GERMANY-MANUFACTURING-EARNINGS-SIEMENS

Siemens pins hopes on rail as manufacturing gloom hits home

FRANKFURT AM MAIN, Aug 1, 2019 (BSS/AFP) – German industrial conglomerate
Siemens reported Thursday falling profits in its third quarter across most of
its sprawling operations as manufacturers worldwide suffered, but said it
could still reach full-year targets.

Net profit fell six percent year-on-year between April and June, to 1.1
billion euros ($1.2 billion).

But revenues at Siemens, which makes products from wind turbines to trains
and medical scanners, edged up two percent, to 21.3 billion euros, when
adjusted for the effects of its restructuring and exchange rates.

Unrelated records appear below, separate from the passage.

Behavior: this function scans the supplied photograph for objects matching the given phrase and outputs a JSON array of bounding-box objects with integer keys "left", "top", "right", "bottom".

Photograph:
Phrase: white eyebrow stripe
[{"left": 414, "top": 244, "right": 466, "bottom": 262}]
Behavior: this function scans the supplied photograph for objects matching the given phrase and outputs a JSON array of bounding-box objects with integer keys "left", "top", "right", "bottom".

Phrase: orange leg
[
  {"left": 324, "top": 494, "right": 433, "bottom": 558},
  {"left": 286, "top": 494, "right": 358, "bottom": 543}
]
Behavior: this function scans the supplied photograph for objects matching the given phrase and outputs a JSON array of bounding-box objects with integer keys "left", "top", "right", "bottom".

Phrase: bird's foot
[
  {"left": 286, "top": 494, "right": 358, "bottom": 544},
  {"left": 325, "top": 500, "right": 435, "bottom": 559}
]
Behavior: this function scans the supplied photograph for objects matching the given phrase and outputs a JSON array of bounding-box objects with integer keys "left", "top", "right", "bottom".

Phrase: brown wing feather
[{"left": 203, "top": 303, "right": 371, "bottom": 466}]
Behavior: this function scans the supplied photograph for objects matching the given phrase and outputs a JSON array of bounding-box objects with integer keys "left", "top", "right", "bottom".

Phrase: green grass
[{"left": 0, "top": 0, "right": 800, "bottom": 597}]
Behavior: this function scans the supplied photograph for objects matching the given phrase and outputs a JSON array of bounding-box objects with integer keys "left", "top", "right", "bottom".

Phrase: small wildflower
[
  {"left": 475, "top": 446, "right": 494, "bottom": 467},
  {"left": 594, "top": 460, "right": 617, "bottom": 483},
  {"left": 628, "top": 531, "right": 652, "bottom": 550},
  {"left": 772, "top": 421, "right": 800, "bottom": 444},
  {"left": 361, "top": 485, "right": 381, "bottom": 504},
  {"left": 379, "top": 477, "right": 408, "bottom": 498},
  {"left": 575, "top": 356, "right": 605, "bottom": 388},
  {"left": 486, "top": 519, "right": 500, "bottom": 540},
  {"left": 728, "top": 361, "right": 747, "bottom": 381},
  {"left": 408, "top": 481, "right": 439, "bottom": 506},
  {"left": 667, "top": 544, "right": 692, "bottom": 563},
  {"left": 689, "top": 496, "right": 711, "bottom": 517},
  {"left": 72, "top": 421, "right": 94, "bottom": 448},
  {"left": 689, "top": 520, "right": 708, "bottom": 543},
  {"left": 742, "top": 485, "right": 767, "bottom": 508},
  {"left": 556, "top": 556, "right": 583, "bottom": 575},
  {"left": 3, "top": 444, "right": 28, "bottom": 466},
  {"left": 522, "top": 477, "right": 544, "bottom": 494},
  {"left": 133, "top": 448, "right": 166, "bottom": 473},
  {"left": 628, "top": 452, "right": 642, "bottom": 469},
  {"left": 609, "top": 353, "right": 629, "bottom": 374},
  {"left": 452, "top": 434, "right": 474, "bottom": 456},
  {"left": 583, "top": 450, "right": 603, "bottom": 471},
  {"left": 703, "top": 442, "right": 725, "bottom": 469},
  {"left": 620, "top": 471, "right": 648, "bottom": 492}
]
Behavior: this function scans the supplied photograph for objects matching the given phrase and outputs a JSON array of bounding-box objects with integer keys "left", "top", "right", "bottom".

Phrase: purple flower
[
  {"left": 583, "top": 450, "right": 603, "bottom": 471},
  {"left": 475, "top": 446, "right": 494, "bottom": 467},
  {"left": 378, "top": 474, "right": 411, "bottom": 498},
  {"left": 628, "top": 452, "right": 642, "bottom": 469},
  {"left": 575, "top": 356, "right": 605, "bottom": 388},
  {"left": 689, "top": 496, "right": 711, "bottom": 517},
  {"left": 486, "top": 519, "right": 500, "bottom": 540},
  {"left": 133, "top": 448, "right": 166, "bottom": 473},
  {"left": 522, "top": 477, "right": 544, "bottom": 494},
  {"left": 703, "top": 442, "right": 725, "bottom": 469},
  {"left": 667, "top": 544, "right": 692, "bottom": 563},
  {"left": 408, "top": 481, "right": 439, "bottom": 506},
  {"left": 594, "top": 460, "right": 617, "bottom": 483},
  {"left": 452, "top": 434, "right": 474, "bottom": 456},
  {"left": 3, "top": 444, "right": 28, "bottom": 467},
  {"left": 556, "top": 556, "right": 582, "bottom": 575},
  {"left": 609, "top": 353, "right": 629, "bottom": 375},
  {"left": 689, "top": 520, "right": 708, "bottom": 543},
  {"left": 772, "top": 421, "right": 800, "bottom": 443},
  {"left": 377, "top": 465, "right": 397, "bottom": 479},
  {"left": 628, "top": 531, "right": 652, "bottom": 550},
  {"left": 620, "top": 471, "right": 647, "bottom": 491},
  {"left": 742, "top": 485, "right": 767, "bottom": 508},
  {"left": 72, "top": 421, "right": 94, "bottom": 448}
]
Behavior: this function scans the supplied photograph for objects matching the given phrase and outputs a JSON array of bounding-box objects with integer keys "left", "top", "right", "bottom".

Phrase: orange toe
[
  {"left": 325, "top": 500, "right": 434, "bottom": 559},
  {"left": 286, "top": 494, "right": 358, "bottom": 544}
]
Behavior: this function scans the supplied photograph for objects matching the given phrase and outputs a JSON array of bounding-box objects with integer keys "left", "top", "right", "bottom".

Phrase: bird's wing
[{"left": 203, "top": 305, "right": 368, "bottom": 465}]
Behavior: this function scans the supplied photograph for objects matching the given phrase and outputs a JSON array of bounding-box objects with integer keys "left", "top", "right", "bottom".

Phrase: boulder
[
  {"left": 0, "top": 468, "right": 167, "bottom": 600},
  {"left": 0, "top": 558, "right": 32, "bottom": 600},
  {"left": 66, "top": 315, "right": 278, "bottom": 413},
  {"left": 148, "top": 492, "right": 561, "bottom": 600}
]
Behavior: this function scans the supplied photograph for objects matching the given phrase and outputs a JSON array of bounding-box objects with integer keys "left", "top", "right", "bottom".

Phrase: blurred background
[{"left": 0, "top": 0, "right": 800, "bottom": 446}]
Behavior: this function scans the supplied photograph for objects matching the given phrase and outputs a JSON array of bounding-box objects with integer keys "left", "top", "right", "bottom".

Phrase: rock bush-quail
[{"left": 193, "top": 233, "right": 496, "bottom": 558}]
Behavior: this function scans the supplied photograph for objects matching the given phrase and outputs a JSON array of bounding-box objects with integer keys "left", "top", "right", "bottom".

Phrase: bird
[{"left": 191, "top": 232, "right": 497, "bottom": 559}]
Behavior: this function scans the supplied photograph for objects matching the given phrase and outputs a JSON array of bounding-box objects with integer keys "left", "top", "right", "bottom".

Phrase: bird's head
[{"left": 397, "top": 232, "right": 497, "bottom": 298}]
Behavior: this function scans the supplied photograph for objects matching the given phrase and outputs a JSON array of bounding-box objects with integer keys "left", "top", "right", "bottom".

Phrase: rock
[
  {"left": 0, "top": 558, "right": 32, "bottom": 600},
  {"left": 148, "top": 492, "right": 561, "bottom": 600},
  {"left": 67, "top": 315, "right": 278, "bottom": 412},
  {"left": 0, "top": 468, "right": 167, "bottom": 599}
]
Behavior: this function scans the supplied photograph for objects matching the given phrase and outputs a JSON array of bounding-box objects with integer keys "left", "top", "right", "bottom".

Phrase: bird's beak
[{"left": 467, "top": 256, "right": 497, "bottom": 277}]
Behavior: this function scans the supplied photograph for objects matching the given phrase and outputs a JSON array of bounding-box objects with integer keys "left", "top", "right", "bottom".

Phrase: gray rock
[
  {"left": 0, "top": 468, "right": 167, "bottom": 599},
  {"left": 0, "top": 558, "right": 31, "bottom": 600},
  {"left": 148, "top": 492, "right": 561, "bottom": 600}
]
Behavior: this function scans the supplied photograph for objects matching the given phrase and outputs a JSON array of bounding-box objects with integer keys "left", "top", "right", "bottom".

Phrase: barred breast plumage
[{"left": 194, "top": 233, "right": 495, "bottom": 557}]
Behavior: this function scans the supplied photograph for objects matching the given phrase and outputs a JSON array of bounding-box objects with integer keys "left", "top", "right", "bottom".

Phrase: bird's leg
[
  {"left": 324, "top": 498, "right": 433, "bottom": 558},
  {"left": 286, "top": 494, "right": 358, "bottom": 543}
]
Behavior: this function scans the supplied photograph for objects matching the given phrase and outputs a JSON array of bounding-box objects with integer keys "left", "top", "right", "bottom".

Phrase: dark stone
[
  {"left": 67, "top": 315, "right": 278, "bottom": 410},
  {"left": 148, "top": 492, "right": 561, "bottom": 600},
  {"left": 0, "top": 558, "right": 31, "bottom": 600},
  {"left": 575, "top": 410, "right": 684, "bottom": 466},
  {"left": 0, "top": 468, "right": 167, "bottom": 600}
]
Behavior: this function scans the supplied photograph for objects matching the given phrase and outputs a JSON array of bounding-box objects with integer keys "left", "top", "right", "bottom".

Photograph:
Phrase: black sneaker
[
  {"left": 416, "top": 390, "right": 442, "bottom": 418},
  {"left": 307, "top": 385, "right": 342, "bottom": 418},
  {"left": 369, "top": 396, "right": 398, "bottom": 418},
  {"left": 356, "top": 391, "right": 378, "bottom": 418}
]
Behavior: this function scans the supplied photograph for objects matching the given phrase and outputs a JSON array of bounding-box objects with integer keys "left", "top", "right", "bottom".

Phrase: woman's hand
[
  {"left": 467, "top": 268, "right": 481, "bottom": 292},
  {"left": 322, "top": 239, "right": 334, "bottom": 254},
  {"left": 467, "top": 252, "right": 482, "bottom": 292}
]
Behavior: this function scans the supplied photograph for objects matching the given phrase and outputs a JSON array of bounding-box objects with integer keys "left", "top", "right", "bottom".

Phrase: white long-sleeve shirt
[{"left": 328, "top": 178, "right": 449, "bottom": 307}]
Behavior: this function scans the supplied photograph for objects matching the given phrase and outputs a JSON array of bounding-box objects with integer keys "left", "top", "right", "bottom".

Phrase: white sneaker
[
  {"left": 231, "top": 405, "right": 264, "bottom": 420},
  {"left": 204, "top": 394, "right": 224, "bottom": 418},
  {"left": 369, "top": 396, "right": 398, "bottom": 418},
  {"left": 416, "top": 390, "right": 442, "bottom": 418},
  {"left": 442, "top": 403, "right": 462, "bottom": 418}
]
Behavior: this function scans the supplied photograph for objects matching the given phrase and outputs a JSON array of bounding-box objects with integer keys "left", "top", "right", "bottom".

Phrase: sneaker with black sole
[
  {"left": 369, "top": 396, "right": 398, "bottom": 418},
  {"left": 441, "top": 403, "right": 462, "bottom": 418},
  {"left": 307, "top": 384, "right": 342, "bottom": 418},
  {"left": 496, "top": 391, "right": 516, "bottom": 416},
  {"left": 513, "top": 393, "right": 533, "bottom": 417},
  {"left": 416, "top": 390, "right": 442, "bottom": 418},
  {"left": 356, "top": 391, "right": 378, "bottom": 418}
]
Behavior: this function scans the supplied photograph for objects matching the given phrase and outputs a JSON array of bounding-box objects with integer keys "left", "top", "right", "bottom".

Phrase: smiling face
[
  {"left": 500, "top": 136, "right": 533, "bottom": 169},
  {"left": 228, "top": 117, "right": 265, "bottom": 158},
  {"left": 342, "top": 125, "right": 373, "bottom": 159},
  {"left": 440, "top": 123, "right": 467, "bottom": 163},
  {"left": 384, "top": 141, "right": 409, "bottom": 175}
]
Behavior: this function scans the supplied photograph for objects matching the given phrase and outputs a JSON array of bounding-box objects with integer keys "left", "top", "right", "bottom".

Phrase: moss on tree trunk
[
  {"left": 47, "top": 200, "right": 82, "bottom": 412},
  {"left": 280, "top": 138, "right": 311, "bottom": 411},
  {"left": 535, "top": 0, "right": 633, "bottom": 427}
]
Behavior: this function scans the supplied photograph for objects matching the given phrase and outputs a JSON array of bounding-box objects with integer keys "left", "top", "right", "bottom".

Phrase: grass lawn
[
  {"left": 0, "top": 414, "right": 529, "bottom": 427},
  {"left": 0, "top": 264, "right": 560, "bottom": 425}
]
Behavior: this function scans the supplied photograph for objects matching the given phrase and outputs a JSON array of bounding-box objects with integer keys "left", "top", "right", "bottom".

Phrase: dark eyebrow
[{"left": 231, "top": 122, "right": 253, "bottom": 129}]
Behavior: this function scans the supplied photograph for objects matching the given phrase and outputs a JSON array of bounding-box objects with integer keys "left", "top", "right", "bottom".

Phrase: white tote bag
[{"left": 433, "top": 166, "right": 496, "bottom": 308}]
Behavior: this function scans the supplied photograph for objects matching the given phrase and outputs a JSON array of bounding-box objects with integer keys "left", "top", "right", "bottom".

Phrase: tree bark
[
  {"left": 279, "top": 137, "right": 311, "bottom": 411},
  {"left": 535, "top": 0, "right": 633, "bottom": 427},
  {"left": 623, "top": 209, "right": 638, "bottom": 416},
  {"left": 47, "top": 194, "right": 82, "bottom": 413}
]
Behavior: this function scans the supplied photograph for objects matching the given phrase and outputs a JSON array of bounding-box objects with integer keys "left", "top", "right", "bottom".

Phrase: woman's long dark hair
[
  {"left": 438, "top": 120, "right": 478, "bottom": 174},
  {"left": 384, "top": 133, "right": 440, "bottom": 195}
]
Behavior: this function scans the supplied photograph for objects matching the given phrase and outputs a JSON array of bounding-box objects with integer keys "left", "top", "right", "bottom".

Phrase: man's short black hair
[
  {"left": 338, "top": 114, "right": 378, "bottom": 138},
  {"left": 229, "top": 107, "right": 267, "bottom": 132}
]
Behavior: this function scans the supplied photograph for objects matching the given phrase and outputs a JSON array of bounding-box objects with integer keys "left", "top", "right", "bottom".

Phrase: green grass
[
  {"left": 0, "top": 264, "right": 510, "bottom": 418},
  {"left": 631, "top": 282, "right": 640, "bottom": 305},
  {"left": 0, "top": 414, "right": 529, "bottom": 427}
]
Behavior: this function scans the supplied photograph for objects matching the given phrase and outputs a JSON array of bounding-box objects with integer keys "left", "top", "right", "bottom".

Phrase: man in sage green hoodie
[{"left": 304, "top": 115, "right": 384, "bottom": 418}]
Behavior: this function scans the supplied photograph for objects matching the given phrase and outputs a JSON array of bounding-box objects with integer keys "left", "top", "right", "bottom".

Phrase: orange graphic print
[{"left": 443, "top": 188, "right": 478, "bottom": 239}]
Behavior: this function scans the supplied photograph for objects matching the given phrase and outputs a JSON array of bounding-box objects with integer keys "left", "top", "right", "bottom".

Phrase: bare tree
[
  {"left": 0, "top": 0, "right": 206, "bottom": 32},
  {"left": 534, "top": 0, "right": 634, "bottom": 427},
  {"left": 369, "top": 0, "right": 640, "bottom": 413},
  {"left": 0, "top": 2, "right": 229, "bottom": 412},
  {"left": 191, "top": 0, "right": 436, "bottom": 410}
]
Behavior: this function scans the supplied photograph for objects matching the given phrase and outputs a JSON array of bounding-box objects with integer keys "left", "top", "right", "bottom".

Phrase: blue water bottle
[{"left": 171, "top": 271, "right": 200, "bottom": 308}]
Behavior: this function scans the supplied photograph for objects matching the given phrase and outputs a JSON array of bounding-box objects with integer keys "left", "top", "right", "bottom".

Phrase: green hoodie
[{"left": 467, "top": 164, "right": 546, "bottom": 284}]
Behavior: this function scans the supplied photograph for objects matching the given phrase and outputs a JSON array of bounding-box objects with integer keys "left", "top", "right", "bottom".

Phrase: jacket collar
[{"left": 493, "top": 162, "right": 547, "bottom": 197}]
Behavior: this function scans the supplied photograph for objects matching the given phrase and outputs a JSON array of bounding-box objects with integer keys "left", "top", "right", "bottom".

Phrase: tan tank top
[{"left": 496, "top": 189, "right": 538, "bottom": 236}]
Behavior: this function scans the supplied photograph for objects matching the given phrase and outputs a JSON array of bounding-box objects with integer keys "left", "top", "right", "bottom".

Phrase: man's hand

“As indicated already quite some time ago, geopolitics and geoeconomics
are harming an otherwise positive investment sentiment,” chief executive Joe
Kaeser said.

Germany’s mighty industrial sector is suffering a slowdown as uncertainty
over the US-China trade conflict, the risk of a no-deal Brexit and emerging
market volatility weigh on demand.

Manufacturers of goods like cars, auto components and machine tools have
all suffered the effects.

But Kaeser added that a third-quarter bright spot, rail manufacturing, as
well as “stringent project execution” would help Siemens stay on track for
the end of its financial year in September.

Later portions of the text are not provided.